The Easter Story for families to share: readings, questions, activities and prayers (BRF, Abingdon 2021. 31pp: £2.50) by Martin Payne is a superb resource. If I were still a minister of a local church, I would ensure that every family in my church received a copy!

Resources from Grove of Cambridge, all 28pp and cost £3.95, include Thriving in Curacy: Overcoming problems in the placement and training of curates (Leadership 42, 2021) by Jon J. Marlow, addresses the problem of dissatisfaction with their training placement by over one third of curates – the recommendations could be easily adapted to other church settings.
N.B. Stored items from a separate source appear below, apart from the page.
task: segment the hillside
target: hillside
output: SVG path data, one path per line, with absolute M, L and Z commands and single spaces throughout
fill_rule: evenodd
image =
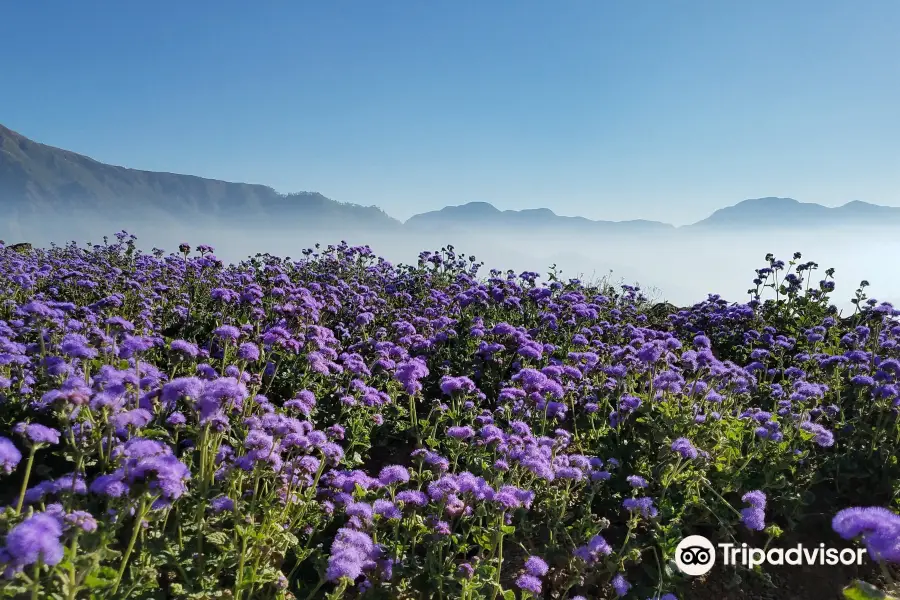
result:
M 447 206 L 441 210 L 415 215 L 406 221 L 416 230 L 489 229 L 492 231 L 558 231 L 569 233 L 622 233 L 666 231 L 674 227 L 658 221 L 592 221 L 584 217 L 564 217 L 548 208 L 499 210 L 487 202 L 469 202 L 461 206 Z
M 342 204 L 316 192 L 284 195 L 264 185 L 104 164 L 2 125 L 0 207 L 19 218 L 139 212 L 247 224 L 400 226 L 378 208 Z
M 900 224 L 900 208 L 848 202 L 835 208 L 793 198 L 756 198 L 722 208 L 690 225 L 704 230 L 882 226 Z
M 334 231 L 407 231 L 430 235 L 520 233 L 568 238 L 696 231 L 896 226 L 900 208 L 853 201 L 829 208 L 792 198 L 756 198 L 676 228 L 649 220 L 595 221 L 548 208 L 500 210 L 468 202 L 414 215 L 402 224 L 375 206 L 345 204 L 318 192 L 281 194 L 273 188 L 98 162 L 83 154 L 35 142 L 0 125 L 0 208 L 7 223 L 44 223 L 48 216 L 132 222 L 135 217 L 198 219 L 241 228 Z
Embraced and Included: A disability-sensitive perspective on Christian healing (Pastoral 164, 2021) by Frances Mackenney-Jeffs, who has a son suffering from ME, proved to be a most helpful read – let me highlight two sentences: (1) “The egalitarian community of love and acceptance of those often found on the margins of society is the ultimate healing, which resides at the heart of the Christian faith”; (2) “Invite people to receive a blessing from God – then…. God can bless the person in whatever way he thinks best”. Enacting Your Story of Faith: Becoming storytellers of the Divine at work (Youth 61, 2021) by Ollie Ward is about how we communicate the Good News to a world where God and faith are largely absent from people’s worldview -this is a booklet which not just youth leaders but every minister should read.